Most tubas will have three to six valves. Beginner tubas have three, although sousaphones will always have three, professional players will choose a four-five valve tuba.
Automatic compensating valves are easier to play, as the instrumentalist doesn’t have to adjust the slide positions. Unfortunately, compensating valves can make the instrument much heavier and sound stuffier due to its resistance to airflow.
The bell is the first thing most people identify, as it’s the largest part of the instrument. It’s the cone of the instrument that sound disperses from, and this part may point upwards or to the front.
Tuba players that play inside may need to use a mute, which is placed inside the bell. This part of the instrument tends to accumulate the most dust and debris and thus, needs to be cleaned often.
Tuning slides are small adjustment levers that lengthen the column of air, which affects the sound. Tuba players will lubricate this part often, as they can get stuck and be unmovable.
The Water Key
Brass instruments accumulate a lot of spit, which is where the water key comes in. The water key is a small lever that you can turn to remove the water (spit) from your instrument after playing it.
When and how did the tuba become popular?
The tuba is an instrument that was needed way before its creation. Many inventors were experimenting with ways to fill the bottom end of an orchestra, especially when they were growing in size. What made creating the tuba or an instrument similar to a tuba so difficult was the size necessary to create these tones.

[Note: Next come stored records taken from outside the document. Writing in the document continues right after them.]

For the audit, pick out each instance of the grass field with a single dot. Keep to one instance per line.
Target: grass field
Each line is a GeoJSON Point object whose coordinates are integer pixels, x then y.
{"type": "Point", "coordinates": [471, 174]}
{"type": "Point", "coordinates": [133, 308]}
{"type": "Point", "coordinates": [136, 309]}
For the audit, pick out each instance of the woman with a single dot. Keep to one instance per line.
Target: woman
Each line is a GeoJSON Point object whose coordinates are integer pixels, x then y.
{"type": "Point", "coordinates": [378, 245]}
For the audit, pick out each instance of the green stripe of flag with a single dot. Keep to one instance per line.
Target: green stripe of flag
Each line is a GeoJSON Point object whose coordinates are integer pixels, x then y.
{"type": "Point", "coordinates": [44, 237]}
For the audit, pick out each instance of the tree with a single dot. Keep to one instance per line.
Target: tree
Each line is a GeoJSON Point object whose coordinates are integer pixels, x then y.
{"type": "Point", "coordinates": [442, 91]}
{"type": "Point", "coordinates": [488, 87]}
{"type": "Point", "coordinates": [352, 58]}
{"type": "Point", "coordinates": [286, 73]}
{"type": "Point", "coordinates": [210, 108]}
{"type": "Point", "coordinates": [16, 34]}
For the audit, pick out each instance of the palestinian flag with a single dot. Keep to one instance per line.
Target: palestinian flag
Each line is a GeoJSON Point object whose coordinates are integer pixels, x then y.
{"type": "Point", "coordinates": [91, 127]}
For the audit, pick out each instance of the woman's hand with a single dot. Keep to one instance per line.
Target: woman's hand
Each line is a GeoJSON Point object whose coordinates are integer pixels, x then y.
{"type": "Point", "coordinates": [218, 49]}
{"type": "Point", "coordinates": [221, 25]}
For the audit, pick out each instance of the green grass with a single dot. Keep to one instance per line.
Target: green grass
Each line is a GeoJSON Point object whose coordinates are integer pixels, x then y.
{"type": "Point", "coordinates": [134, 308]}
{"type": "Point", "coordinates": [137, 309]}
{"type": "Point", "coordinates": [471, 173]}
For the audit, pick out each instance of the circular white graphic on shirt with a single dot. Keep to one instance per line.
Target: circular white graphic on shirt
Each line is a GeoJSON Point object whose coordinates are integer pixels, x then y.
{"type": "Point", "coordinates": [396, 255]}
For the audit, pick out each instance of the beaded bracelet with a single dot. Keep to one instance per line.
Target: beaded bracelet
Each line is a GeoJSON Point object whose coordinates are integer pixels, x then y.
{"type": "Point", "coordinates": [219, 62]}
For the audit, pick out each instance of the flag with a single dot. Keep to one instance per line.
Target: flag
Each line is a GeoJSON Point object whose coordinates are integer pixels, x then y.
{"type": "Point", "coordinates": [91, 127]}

Similar to most other instruments, inventors had the orchestra in mind, meaning they wanted something that could be played by more than one person. The giant horn that became the tuba was very outside of the box. At the time, the serpent was the closest thing to that octave but was much too large and heavy to transport.
An orchestra usually has a single tuba, rarely two, and it serves as the bass of the orchestral brass sections. It perfectly compliments bass voices of woodwinds and strings or the bass of brass choices and quintets. However, it is seen as a solo instrument.
As the instrument can weigh upwards of 20-pounds, the player had to be muscular to carry it or sitting, so the tuba had to be made smaller and lighter for use in marching bands, drum and bugle corps, and jazz bands. Before that, many composers were fond of the tuba and used them in multiple famous pieces.
- Modest Mussorgsky (orch. Ravel): Pictures at an Exhibition – Bydło, Night On Bald Mountain (1874)
- Shostakovich: All Symphonies, except for the Fourteenth symphony (1960s)
- Stravinsky: The Rite of Spring (1913), Petroushka (1911)
- George Gershwin: An American in Paris (1928)
- Ottorino Respighi: Fountains of Rome, Pines of Rome (1920s)
Concertos were written by many famous composers, who made good use of the tuba as a concert instrument. To make it portable, the marching style tuba was invented, which could rest on a player’s right shoulder.
Besides concerts directed at royalty, the rich, or the military, the tuba was adopted by jazz players in the 1920s, particularly in the New Orleans jazz scene. Louis Armstrong used the tuba (or brass bass) prominently, especially in his album Hot Five.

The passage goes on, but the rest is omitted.